Романтический салон 1836 года. Изображение «
гения»
Примерно в это же время была создана — для салонного искусства — формула нового романтического портрета, соответствующая мифам о «гении» и «артисте». Брюлловский портрет Нестора Кукольника (1836, ГТГ) изображает его в роли «гениального поэта»[366] — но с оттенком уже позднеромантической, почти послебрюлловской меланхолии, включающей мифологию не только избранности, но и одиночества. Может быть, Брюллов попытался сформулировать здесь именно петербургский, «северный» вариант гениальности и артистизма. Избранность «гения» здесь выражена через уединенность и замкнутость, его принадлежность к «иному» миру — через некоторую мрачность стилистики, темный колорит.
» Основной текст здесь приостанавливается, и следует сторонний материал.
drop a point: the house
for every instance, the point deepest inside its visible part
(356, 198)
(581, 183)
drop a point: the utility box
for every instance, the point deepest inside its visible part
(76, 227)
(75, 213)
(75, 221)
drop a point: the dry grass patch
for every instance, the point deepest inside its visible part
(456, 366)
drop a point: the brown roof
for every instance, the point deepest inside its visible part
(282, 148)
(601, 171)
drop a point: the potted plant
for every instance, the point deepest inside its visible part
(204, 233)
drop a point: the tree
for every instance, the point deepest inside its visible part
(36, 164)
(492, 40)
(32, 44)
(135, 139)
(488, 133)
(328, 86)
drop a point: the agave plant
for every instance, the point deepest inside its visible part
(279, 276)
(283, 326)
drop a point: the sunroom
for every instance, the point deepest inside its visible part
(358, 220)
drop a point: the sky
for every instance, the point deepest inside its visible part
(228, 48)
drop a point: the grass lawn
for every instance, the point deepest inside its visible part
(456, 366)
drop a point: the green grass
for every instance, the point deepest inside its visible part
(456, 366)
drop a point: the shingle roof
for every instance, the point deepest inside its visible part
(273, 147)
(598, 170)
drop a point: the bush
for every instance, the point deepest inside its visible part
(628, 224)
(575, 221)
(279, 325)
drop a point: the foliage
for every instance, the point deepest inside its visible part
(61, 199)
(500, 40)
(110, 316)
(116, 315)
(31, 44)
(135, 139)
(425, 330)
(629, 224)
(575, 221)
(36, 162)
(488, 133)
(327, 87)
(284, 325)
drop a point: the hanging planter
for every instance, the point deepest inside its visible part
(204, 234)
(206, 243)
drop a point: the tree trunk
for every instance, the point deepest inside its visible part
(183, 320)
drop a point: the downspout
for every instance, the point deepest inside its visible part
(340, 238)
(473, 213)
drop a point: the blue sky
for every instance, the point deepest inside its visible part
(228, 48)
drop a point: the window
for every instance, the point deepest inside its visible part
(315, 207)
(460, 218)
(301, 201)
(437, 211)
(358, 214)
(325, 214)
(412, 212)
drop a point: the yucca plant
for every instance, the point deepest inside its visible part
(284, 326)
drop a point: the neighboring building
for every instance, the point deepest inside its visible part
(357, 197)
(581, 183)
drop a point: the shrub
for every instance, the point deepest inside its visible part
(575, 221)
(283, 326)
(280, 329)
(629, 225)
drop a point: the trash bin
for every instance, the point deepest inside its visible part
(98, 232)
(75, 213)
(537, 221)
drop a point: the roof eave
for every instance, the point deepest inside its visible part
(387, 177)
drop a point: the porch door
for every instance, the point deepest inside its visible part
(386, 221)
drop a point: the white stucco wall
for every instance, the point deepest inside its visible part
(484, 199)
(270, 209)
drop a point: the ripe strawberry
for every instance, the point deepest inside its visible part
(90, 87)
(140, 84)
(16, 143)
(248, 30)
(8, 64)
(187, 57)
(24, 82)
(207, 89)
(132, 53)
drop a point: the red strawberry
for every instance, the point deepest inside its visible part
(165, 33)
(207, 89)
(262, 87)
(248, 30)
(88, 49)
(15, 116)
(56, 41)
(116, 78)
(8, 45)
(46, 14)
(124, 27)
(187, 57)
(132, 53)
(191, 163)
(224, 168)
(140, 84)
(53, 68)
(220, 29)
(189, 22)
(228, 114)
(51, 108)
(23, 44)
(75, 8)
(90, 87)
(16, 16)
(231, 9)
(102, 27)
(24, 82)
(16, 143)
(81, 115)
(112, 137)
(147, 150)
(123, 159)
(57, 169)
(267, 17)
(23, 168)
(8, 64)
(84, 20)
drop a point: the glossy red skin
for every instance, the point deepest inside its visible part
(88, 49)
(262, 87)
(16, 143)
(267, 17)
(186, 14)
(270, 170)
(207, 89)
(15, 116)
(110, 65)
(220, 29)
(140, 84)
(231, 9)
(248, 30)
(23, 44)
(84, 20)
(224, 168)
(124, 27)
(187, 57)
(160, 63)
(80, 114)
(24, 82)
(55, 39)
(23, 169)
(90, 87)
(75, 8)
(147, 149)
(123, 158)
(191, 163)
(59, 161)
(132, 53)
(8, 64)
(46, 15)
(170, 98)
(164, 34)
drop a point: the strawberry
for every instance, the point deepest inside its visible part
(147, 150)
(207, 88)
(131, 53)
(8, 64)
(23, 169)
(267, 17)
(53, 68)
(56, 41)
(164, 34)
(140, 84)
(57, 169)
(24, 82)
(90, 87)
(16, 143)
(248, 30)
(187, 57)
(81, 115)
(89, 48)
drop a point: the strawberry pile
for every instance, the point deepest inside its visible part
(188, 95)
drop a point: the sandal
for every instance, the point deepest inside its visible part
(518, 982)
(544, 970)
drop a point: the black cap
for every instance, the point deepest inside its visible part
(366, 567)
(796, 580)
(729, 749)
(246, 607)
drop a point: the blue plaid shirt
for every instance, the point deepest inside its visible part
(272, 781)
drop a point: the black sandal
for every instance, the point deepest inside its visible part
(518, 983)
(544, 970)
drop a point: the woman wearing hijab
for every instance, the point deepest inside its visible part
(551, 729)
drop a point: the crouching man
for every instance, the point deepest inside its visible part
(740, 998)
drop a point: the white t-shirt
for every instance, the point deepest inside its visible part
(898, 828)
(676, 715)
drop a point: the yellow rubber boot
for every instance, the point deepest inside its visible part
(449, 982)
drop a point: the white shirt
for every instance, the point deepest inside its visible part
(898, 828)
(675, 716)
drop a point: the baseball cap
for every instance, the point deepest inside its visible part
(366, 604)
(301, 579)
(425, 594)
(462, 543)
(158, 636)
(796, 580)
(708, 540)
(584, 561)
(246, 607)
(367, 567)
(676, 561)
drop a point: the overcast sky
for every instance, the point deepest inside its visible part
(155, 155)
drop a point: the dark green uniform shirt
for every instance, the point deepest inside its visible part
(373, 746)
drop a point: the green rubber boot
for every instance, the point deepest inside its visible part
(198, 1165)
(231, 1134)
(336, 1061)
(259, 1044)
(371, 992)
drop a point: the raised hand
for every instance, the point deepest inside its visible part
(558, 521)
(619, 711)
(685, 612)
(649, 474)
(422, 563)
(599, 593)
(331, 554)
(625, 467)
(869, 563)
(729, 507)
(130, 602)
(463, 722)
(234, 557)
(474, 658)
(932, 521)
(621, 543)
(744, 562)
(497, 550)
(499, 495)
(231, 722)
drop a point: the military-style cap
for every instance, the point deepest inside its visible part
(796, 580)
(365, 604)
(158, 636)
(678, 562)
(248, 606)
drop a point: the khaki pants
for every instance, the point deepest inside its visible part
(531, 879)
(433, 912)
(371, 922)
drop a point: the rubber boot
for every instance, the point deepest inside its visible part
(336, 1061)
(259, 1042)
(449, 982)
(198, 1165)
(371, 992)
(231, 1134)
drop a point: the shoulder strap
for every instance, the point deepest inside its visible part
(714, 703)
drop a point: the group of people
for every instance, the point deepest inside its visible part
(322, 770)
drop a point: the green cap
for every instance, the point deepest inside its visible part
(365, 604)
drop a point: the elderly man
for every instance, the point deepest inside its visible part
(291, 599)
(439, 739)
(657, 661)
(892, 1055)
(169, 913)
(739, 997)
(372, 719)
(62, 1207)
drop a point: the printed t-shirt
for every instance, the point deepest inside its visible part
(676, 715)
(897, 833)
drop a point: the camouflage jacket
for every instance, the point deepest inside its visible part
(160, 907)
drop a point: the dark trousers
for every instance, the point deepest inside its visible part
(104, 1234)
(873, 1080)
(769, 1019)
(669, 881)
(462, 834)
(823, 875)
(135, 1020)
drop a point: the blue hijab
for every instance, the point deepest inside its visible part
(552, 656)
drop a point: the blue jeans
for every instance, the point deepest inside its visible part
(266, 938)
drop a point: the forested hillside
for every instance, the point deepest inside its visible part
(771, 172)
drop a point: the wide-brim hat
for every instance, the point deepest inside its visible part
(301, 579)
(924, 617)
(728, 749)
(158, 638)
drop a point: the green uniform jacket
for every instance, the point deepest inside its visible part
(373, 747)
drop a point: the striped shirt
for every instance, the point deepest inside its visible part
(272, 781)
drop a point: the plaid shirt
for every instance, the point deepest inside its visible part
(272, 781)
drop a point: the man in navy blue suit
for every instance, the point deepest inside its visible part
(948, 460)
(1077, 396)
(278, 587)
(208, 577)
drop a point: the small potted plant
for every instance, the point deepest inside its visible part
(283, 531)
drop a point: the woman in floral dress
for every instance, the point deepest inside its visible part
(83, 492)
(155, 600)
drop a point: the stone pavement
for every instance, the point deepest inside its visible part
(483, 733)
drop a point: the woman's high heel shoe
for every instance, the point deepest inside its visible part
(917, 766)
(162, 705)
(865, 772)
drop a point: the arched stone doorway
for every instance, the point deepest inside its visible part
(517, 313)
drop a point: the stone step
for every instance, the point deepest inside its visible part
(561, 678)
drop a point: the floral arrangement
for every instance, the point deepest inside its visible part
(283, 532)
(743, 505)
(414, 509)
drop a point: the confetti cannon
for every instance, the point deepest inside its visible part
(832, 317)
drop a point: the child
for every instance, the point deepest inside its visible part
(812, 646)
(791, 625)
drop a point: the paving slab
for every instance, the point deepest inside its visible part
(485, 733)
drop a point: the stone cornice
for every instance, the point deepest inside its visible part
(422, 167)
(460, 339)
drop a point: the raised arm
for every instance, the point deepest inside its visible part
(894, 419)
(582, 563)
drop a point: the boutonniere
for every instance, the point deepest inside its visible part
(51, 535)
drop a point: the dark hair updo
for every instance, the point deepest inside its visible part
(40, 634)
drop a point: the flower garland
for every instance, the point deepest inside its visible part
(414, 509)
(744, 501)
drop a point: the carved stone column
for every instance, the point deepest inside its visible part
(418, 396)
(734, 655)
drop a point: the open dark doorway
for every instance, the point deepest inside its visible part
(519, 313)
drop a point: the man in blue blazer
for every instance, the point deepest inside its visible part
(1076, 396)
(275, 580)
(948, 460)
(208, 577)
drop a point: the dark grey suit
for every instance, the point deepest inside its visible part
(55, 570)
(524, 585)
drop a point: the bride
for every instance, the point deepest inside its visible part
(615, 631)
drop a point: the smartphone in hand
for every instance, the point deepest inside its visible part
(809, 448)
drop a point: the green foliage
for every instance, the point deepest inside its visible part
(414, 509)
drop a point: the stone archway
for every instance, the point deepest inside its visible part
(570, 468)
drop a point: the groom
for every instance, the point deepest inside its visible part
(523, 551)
Дан намек и на демонический характер вдохновения, рождаемого скорее луной, чем солнцем, требующего кроме ночи еще и кладбищенских стен, могил и руин.
Здесь уже скрыто будущее противопоставление «поэта» и «толпы». Конечно, этого «гения» понять не может уже никто[367].
Глава 3
Программный академизм. Сверхкартины
Существует миф о Брюллове как «спасителе Академии художеств», всячески поддерживаемый А. Н. Бенуа, считающим Брюллова порождением Академии. На самом деле появление Брюллова в 1836 году в качестве профессора (а за два года до этого его огромной картины) было воспринято в Академии скорее как катастрофа. Есть косвенные свидетельства молчаливого недовольства академического синклита и «Помпеей» («да это яичница!» — сказано было на выставке о колорите картины[368]), и особенно эйфорическим преклонением академической молодежи перед Брюлловым. Практически опустевшие мастерские других профессоров (все хотели записаться только к Брюллову) не могли вызвать в Академии никакого энтузиазма. И дело не только в зависти. Появление Брюллова было воспринято как вторжение массовой культуры в святая святых «чистого искусства» (в академический монастырь).
Более того, оппозиция Брюллову возникла в самой академической диаспоре. Федор Бруни и Александр Иванов, некогда испытавшие влияние раннего Брюллова и находившиеся с ним в приятельских отношениях, начинают скрытую борьбу с ним, точнее, поиск альтернатив и брюлловскому тотальному стилю (неотразимо действующему на публику), и брюлловскому артистизму (чрезвычайно соблазнительному для художественной молодежи). Поиск нового — более строгого — стиля реформированного академизма (но в сравнимом с брюлловским масштабе академической «сверхкартины»), и нового — более строгого — образа жизни.